LIST OF REFERENCE SIGNS

• 1 brake actuator
• 2 friction disk brake
• 3 actuator housing
• 4 cover section
• 6 bore
• 7 inner wall
• 8 outer wall
• 10 inner accumulator spring
• 12 outer accumulator spring
• 14 annular collar
• 16 outer sliding sleeve
• 18 annular collar
• 20 inner sliding sleeve
• 22 axial stop
• 24 SR motor
• 30 stator
• 32 rotor
• 34 holding brake
• 36 hollow shaft
• 38 ball bearing
• 40 sets of splines
• 42 fins
• 44 intermediate sleeve
• 46 journal
• 48 brake spindle
• 50 cup-shaped section
• 52 connecting rod
• 53 eccentric lever
• 55 pin
• 56 eccentric shaft
• 57 caliper lever
• 57′ caliper lever
• 58 brake pads
• 59 brake disk
• 59′ pushrod actuator
• 60 nut
• 61 deep-groove ball bearing
• 62 shoulder
• 64 nut/spindle unit
• 66 nut
• 68 shoulder
• 70 annular space
• 72 locking nut
• 74 slipping clutch
• 76 ring gear
• 78 face gear teeth
• 80 snap ring
• 82 diaphragm spring pack
• 84 deep-groove ball bearing
• 86 axial needle bearing
• 88 thread
• 90 locking device
• 92 housing
• 94 shaft
• 96 bevel wheel
• 98 flywheel
• 100 deep-groove ball bearing
• 102 annular recess
• 104 ring
• 106 pin
• 108 toothed rim
• 108′ toothed rim
• 110 compression springs
• 112 solenoid
• 112′ solenoid
• 114 electric terminal
• 116 solenoid-operated toothed brake
• 118 rotational inertia mass
• 120 braking force converter
• 122 eddy current disk brake
• 124 stator
• 126 eddy current path
• 128 magnet arrangement
• 130 control unit

Claims

1. A brake device of a vehicle, comprising:

an eddy current disk brake having a rotationally fixed stator and a rotating rotor, wherein the rotor or the stator carries an eddy current path and the stator or the rotor carries a magnet arrangement, the magnetic field lines of which induce eddy currents in the eddy current path during relative movement of the rotor with respect to the stator in order to generate a braking torque; and

a friction disk brake having at least one brake disk and brake pads interacting with the brake disk in order to generate a braking friction torque between the brake disk and the brake pads,

wherein the rotor of the eddy current disk brake is formed by the brake disk of the friction disk brake.

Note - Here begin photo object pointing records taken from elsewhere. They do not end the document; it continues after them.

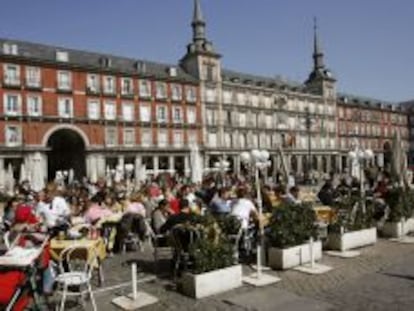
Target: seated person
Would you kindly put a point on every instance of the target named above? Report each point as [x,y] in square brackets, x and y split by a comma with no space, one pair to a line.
[160,215]
[243,208]
[180,218]
[97,210]
[220,204]
[292,197]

2. The brake device of claim 1, wherein the magnet arrangement contains at least one electromagnet and/or at least one permanent magnet.

3. The brake device of claim 2, wherein the at least one electromagnet is activated by a control unit in accordance with operating parameters of the vehicle.

4. The brake device of claim 3, wherein the operating parameters of the vehicle include the respective braking request and/or the speed of the vehicle.

5. The brake device of claim 3, wherein the control unit is integrated into a brake control unit, which also includes the control of the friction disk brake.

6. The brake device of claim 1, wherein the stator carries the magnet arrangement and the brake disk carries the eddy current path.

7. The brake device of claim 1, wherein the friction disk brake comprises a combined service and immobilization brake, wherein a brake actuator of the service brake of the friction disk brake is combined in a single unit with a brake actuator of the immobilization brake of the friction disk brake.

8. The brake device of claim 7, wherein the brake actuator of the service brake of the friction disk brake can be actuated electrically and/or pneumatically and wherein the brake actuator of the immobilization brake of the friction disk brake contains a spring accumulator that outputs the application force.

9. The brake device of claim 8, wherein the brake actuator of the service brake of the friction disk brake and the brake actuator of the immobilization brake of the friction disk brake act on a common brake caliper having caliper levers which carries the brake pads of the friction disk brake at the ends.

10. A rail vehicle containing a brake device as claimed in claim 1.